Tanpa itu, kebaikan apapun yang kita bagi dan sampaikan hanya akan masuk ke
telinga kiri dan keluar melalui telinga kanan. Karena, perilaku adil itu
identik dengan konsistensi antara perilaku dan perkataan (QS As Saff 61:3).
B. Ridha
Dalam bahasa sehari-hari
ridha sering diartikan rela. Ridha berasal dari bahasa arab, yaitu
radhiya-yardha yang artinya menerima suatu perkara dengan lapang dada, tanpa
merasa kecewa ataupun tertekan menurut istilah, ridha berkaitan dengan keimanan
yang terbagi menjadi dua macam, pertama, ridha Allah Swt kepada hamba-Nya dan
rida hamba kepada Allah. Walaupun ketentuan Allah tidak sesuai
dengan keinginan kita dan kadang membawa kita pada kesedihan.
Karena
kadang realita kehidupan memang ada yang membawa kita pada kekecewaan dan
kesedihan. Tapi kalau kita bisa ridha menerima semuanya dan mengembalikan semua
kejadian pada Penguasa Segala Kejadian (Allah), maka kita akan terbebas dari
rasa kekecewaan dan kesedihan hingga kita pun bisa berlapang dada menerima
kenyataan hidup, ridha menerima ketentuan-Nya. Karena sesungguhnya, tidak ada
ketentuan-Nya yang buruk, semua pasti ada hikmahnya, hanya saja memang kadang
butuh waktu bagi kita untuk memahami, hikmah apa yang terkandung dalam setiap
ketentuan-Nya.
Dalam hadits atha’,
Ibnu Abbas berkata: Ketika Rasulullah SAW menemui sahabat – sahabat Anshor,
Beliau bersabda: ”apakah kamu orang – orang mukmin?” , lalu mereka diam, maka
berkatalah Umar : “ Ya, Rasulullah”. Beliau SAW bersabda lagi: “ apakah tanda
keimananmu?”, mereka berkata: “ kami bersyukur menghadapi kelapangan, bersabar
menghadapi bencana, dan ridha dengan qada’ ketentuan Allah”, kemudian Nabi SAW
bersabda lagi:”Orang- orang mukmin yang benar, demi Tuhan Ka’ba”.
Dalam
hadits diatas diterangkan dengan jelas bahwa ridha merupakan tanda dari
keimanan seseorang, ridha adalah suatu maqam mulia karena didalamnya terhimpun
tawakal dan sabar.
Namun
kadang ada orang yang salah persepsi dalam memahami ridha dengan suatu
pengertian pasrah tanpa usaha. Padahal menyerah pasrah dalam suatu keadaan,
yang berupa pasrah secara total tanpa usaha sama sekali, tanpa ikhtiar
sedkitpun untuk mencari jalan keluar, adalah pemahaman yang salah dari ridha.

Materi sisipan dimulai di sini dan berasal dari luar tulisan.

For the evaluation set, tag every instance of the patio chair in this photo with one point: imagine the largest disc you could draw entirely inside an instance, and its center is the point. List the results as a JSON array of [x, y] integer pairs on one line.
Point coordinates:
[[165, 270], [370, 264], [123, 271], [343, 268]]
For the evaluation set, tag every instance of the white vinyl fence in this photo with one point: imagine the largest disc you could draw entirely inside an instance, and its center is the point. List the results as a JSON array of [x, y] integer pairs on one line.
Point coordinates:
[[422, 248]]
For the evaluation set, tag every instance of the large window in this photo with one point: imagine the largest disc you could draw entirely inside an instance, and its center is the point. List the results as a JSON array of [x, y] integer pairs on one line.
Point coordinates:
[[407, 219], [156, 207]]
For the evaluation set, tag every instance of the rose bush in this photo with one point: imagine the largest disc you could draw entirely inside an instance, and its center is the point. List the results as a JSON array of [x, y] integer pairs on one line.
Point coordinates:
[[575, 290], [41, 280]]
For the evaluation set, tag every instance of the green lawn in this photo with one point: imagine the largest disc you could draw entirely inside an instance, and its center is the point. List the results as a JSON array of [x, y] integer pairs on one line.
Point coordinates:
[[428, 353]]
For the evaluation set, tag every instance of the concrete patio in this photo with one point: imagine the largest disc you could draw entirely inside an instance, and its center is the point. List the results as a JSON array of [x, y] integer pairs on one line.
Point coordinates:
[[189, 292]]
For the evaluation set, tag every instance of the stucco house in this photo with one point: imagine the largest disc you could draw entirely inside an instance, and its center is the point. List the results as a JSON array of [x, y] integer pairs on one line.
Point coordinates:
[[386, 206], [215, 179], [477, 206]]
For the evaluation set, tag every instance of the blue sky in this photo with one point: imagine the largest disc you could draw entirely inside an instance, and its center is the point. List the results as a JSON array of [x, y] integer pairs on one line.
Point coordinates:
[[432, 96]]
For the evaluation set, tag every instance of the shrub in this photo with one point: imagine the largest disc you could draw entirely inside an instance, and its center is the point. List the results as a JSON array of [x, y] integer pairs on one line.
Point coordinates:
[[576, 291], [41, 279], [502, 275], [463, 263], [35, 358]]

Karena ridha bukan berarti menerima begitu saja segala hal yang menimpa
kita tanpa ada usaha sedikit pun untuk mengubahnya.
Ridha
tidak sama dengan pasrah. Ketika sesuatu yang tidak diinginkan datang menimpa
kita, kita memang dituntut untuk ridha menerimanya. Dalam pengertian kita
meyakini bahwa apa yang telah menimpa kita itu adalah takdir yang telah Allah
tetapkan untuk kita, namun kita tetap dituntut untuk berusaha. Allah berfirman,
”…..Sesungguhnya Allah tidak mengubah keadaan suatu kaum sehingga mereka
mengubah keadaan yang ada pada diri mereka sendiri…..” (QS Ar
Ra’d ayat 11).
Jadi,
ridha menuntut adanya usaha aktif, dan itu sangat berbeda dengan sikap pasrah
yang menerima kenyataan begitu saja tanpa ada usaha untuk mengubahnya. Walaupun
di dalam ridha terdapat makna yang hampir sama dengan pasrah yaitu menerima
dengan lapang dada suatu perkara, namun di dalam ridha dituntut adanya usaha
untuk mengubah kondisi yang ada, misalnya saat kita sakit, kita wajib berusaha
dan berikhtiar untuk sembuh dengan cara berobat.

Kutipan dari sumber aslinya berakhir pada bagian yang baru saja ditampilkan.